Design Specs: Scalability

From WormBaseWiki
Jump to navigationJump to search

Objectives

To build a robust and scalable platform for hosting the next generation of the WormBase website.

Reported Issiues (bitbucket.org)

Limitations of the Current System

As of Jan 2010, the WormBase website resides on a heterogeneous cluster of web and database servers. A single server running the squid reverse proxy software load balances across these servers.

Although this system scales easily and has served WormBase well for six years, it is not ideal for the following reasons.

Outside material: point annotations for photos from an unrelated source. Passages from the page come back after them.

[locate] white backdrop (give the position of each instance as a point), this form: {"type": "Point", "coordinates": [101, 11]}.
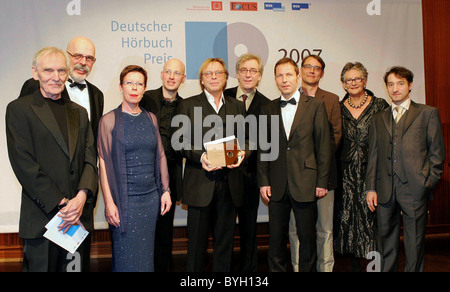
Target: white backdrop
{"type": "Point", "coordinates": [378, 33]}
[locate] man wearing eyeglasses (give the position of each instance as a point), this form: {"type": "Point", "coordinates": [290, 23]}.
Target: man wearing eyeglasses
{"type": "Point", "coordinates": [81, 53]}
{"type": "Point", "coordinates": [312, 71]}
{"type": "Point", "coordinates": [298, 176]}
{"type": "Point", "coordinates": [51, 150]}
{"type": "Point", "coordinates": [211, 193]}
{"type": "Point", "coordinates": [249, 69]}
{"type": "Point", "coordinates": [163, 103]}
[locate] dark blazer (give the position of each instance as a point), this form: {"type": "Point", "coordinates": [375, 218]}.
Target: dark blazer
{"type": "Point", "coordinates": [423, 152]}
{"type": "Point", "coordinates": [333, 108]}
{"type": "Point", "coordinates": [152, 102]}
{"type": "Point", "coordinates": [198, 184]}
{"type": "Point", "coordinates": [250, 166]}
{"type": "Point", "coordinates": [45, 166]}
{"type": "Point", "coordinates": [304, 159]}
{"type": "Point", "coordinates": [95, 97]}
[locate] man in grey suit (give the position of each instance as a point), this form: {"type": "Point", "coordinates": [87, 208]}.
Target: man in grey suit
{"type": "Point", "coordinates": [51, 150]}
{"type": "Point", "coordinates": [406, 160]}
{"type": "Point", "coordinates": [299, 175]}
{"type": "Point", "coordinates": [313, 70]}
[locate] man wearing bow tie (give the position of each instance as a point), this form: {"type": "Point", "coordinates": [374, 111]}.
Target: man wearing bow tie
{"type": "Point", "coordinates": [299, 175]}
{"type": "Point", "coordinates": [163, 102]}
{"type": "Point", "coordinates": [81, 53]}
{"type": "Point", "coordinates": [405, 162]}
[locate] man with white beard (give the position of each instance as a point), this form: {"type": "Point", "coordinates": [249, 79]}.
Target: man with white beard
{"type": "Point", "coordinates": [81, 51]}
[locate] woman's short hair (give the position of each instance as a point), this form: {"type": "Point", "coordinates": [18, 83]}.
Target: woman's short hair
{"type": "Point", "coordinates": [354, 66]}
{"type": "Point", "coordinates": [133, 68]}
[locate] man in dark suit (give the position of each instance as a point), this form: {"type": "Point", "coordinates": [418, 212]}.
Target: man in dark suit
{"type": "Point", "coordinates": [51, 150]}
{"type": "Point", "coordinates": [406, 161]}
{"type": "Point", "coordinates": [312, 71]}
{"type": "Point", "coordinates": [163, 103]}
{"type": "Point", "coordinates": [82, 59]}
{"type": "Point", "coordinates": [211, 193]}
{"type": "Point", "coordinates": [249, 69]}
{"type": "Point", "coordinates": [300, 174]}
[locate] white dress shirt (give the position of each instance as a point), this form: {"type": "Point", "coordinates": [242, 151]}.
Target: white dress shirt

1. Multiple single points of redundancy that require manual intervention to resolve

2. Difficulty of configuration and management of reverse proxy software

3. Lack of true fault tolerance in system

4. Heterogeneity complicates management, backups, production releases


Page and Page Fragment Caching

CHI/PageCache or via Template Toolkit.

Catalyst Modules:

Catalyst::Plugin::Cache
Catalyst::Plugin::PageCache
Mailing list discussion: [Catalyst] Page fragment caching From Jan 20, 2010
use Digest::SHA1 'sha1_hex';
use base 'Catalyst::Controller';

sub foo : Local {
 my ($self, $c) = @_;

my $name = $c->req->params->{name};
my $age = $c->req->params->{age};
my $page = $c->req->params->{page};

 my $hash = sha1_hex('foo', $name, $age, $page);
 my $cache = $c->cache;
 my $page_part = $cache->get($hash);

unless ($page_part) {
#Here make the selection from the database, get the data from somewhere else...
my $object = $c->model("DB::Table")->search({
name => {-like => "%$name%"},
age => $age,
},{
order_by => 'name',
rows => 20,
page => $page,
});

$c->stash(obj => $obj);
$page_part = $c->view('TT')->render($c, 'template/for/that/part/of/the/page.tt');

$cache->set($hash, $page_part, 600);
}

$c->stash(page_part => $page_part);
}


This way it works fine, although if someone has an easier and/or nicer solution, please tell us.

PageCache has some conflicts with another plugin, if I remember well is Catalyst::Plugin::Unicode.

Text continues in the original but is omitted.